An opinionated, no bullshit guide to the Apple Watch.

You’ve set up your watch, you’re ready to go. Good for you. Now here’s how to use it.


The real interface. Use Siri as much as possible. Hold the crown down for a second then start talking once the Watch taps your wrist. Launch apps, send messages, start timers or alarms. Faster and less fiddly than swiping around the screen, especially when you’re walking around (keep your eyes on the road, kid).

There’s a bit of lag. It can take a second or so for Siri to figure out what you’re saying. Trust that Siri got it all and try not to repeat yourself.
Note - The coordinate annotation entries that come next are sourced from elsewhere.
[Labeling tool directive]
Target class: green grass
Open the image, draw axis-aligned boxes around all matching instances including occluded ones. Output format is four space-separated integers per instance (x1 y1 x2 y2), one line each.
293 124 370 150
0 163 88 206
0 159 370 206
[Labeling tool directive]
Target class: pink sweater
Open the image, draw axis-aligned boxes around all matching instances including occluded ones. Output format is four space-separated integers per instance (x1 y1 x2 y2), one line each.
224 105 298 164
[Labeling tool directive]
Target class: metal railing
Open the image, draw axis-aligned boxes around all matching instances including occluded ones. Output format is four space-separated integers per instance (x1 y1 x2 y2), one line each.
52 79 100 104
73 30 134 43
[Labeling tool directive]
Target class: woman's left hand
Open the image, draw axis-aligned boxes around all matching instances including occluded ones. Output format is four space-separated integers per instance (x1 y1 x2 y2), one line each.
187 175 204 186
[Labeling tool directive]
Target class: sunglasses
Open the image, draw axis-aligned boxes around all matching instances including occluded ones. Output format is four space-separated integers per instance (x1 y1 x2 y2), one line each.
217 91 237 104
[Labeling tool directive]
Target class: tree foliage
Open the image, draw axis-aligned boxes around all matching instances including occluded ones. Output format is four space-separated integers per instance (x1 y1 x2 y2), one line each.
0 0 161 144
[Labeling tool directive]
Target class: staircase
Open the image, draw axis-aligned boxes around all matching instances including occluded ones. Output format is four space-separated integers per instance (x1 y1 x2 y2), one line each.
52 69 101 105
Learn about Siri. Maybe you’ve been using Siri since it came out, but I haven’t. It’s much easier and natural to use on the Watch, especially if you get a hang of the commands and dictation. Learn a few and you’ll be good.

Stay casual. In my experience, even using Siri next to a busy road with the Watch down at below chest-height in a natural “watch checking” position produced good results. No need to raise it to your face. Plus: it looks kind of dorky to use it like a walkie-talkie.
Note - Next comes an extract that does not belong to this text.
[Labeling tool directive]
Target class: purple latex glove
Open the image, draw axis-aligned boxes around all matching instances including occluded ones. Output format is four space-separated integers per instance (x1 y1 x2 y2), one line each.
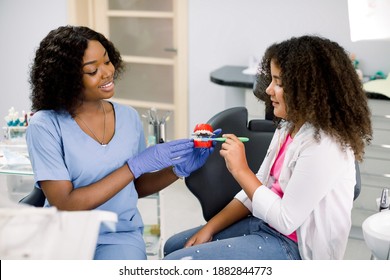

Hint: the Watch is water resistant, so use it to check bus times, send messages, or whatever when you’re walking around in the rain. Guilt free.


Start with less. I only have 4 apps sending notifications to my Watch: Phone, Messages, Slack, and Sunrise. The goal should be to reduce the amount of times you check your phone for those important messages. Put your phone on the shelf at home, on your desk at work, or in your jacket at the restaurant and forget about it. The Watch makes notifications more of a passive experience, so take the time that you would normally be using checking your phone and, like, do whatever.
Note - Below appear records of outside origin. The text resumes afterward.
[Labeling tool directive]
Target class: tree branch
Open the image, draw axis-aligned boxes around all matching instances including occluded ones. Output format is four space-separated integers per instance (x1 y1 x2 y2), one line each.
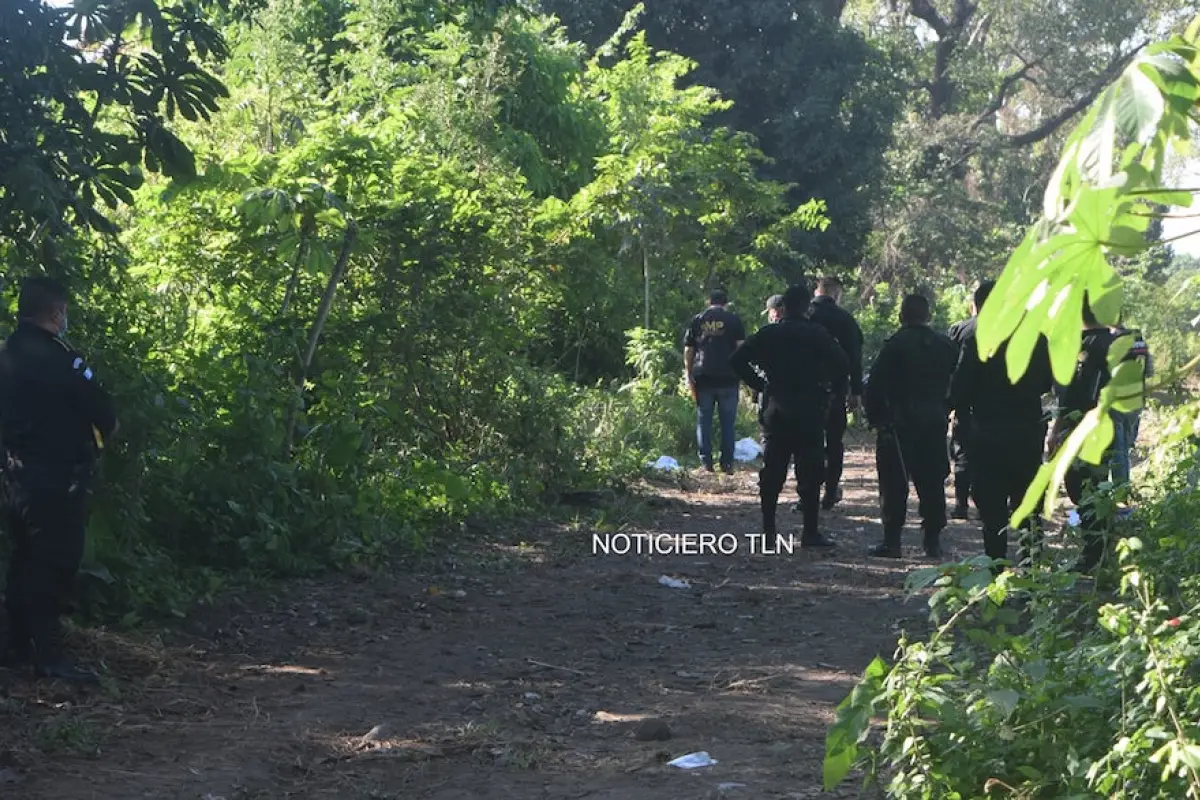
971 59 1042 131
908 0 950 38
1003 41 1150 148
Time sensitive notifications work best. Notifications that you want to respond to immediately. If you’re an email person, sure put Mail there. If you’re big on Twitter, that’s cool. Twitterrific has a better Watch app, so you’ll want to get that too.

Turn off Activity notifications. I found the stand reminders and progress updates to be fairly annoying. If that’s you’re jam, and you don’t mind being prodded every hour to stand up if you’re being lazy, then sure turn that on. But you can always just check how you’re doing with your goals in Glances.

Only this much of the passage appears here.